This script is for backing up data from the Archer analysis platform to DNAnexus for long term storage. The Archer analysis software runs on a virtual server with limited storage space (1TB), and new analyses fail if space runs out.
Once projects have been archived within the Archer analysis platform (set to be performed automatically after a certain time period), the project folder contents on the archer platform are copied to the Genomics Server with rsync, compressed with tar and uploaded to the relevant DNAnexus project. The project folder and associated fastq files are then deleted from the Archer server, leaving the (empty) project folder in place.
- Python 3
- DNA Nexus upload agent (v1.5.33-linux)
- rsync
- DNA Nexus sdk
- DNA Nexus API token
- Archer server password
The scripts can be run from within a docker container when docker = True in the archer_archive_config.py file. This can be run using the command
sudo docker run --rm --log-driver syslog -v /var/log:/var/log -v /usr/local/src/mokaguys/logfiles:/mokaguys/logfiles -v /usr/local/src/mokaguys/dx_downloads:/mokaguys/dx_downloads -v /usr/local/src/mokaguys/.dnanexus_auth_token:/mokaguys/.dnanexus_auth_token -v /usr/local/src/mokaguys/.archerVM_pw:/mokaguys/.archerVM_pw archer_archiving:latest
(replacing the tag latest
as required).
It is necessary to add the archer server host to the known hosts, otherwise any ssh command will return an interactive prompt that the authenticity of the host cannot be established. As this must be done each time the docker image is run, a method is included in archer_archive_script.py, set_up_ssh_known_hosts()

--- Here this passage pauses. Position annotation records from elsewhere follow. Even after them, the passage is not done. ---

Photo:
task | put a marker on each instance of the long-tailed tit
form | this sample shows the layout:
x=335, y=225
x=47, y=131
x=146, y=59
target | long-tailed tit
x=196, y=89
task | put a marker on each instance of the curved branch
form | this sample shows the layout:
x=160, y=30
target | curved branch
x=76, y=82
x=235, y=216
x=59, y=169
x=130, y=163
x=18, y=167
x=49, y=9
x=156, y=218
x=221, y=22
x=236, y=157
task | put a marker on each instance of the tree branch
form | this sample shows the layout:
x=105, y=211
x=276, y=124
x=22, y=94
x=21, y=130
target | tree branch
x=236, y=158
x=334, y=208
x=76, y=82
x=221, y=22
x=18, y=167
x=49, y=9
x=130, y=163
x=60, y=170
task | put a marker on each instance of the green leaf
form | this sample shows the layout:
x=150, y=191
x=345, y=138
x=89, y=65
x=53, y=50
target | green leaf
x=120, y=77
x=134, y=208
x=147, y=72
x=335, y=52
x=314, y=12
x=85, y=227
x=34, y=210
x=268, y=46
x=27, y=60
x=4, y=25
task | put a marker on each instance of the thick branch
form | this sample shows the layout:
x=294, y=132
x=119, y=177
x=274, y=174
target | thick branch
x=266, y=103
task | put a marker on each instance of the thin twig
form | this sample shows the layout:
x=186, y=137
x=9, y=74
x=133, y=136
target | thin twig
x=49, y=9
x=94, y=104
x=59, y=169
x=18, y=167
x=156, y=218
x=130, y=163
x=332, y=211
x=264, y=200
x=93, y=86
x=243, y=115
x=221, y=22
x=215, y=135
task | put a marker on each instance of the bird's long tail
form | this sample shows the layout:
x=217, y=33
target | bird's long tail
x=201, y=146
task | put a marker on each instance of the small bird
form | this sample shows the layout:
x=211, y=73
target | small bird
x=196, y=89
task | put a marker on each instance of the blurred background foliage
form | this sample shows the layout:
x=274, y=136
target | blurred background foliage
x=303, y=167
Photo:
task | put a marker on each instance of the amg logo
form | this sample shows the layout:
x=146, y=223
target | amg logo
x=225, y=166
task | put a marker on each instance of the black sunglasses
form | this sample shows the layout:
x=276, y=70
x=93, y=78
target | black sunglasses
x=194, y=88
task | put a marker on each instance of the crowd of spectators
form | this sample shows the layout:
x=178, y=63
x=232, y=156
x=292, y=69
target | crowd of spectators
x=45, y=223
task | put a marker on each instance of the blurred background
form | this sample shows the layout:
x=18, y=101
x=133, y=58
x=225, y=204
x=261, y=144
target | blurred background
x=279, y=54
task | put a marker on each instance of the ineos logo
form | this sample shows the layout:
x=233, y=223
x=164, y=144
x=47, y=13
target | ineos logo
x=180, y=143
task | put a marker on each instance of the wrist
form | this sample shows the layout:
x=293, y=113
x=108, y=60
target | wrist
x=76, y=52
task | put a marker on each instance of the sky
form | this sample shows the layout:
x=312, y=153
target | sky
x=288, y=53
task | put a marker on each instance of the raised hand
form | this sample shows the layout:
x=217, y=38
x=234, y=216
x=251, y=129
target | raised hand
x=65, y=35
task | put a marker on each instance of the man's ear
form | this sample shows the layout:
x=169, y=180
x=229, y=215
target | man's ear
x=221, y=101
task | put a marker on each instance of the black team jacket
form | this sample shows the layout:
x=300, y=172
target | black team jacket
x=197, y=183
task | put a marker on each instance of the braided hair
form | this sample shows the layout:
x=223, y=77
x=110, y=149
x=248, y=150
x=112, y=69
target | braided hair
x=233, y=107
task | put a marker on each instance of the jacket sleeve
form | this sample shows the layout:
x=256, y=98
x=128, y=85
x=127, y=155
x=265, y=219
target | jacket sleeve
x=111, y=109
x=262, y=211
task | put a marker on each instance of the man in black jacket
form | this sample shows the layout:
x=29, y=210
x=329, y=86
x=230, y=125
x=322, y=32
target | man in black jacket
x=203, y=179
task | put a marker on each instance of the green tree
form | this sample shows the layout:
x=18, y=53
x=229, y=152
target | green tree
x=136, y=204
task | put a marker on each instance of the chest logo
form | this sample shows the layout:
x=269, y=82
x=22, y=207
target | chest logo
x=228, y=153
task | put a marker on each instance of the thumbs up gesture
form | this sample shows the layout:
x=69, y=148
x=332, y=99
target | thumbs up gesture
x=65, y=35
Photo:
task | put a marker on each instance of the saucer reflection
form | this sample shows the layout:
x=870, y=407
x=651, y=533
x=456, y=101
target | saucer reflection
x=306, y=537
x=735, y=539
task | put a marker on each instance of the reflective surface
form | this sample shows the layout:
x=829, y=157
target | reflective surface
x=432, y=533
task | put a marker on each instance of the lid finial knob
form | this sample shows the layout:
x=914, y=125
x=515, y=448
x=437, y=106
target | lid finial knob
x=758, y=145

, using ssh-keygen and ssh-keyscan, that is run each time the script runs
The Docker image is run daily as a CRON job (the python script doesn't work in cron due to an issue with the pythonpath run by CRON).
In the config file there is a testing variable.
When set to True
an alternative folder location is used on the archer server, to avoid processing real runs during testing.
generate_test_data.py
can be used to generate a structured series of blank tar.gz and fastq.gz files within the test directories on the Archer server to faciliate simple end-to-end testing.
Usage:
-
Ensure testing = True is enabled on
archer_archiving_config.py
-
python3 generate_test_data.py
Creates testing files and directories within the Archer test directories defined in archer_archiving_config.py
python3 archer_archiving_script.py
Runs the archiving script in test mode.
python3 generate_test_data.py --teardown
Deletes testing files and directories within the archer test directory.
Script logfiles are written to mokaguys/logfiles/script_logfiles/YYYYMMDD_TTTTTTarchivelog.txt
Alerts are sent to Slack when errors or warnings are sent to the system log.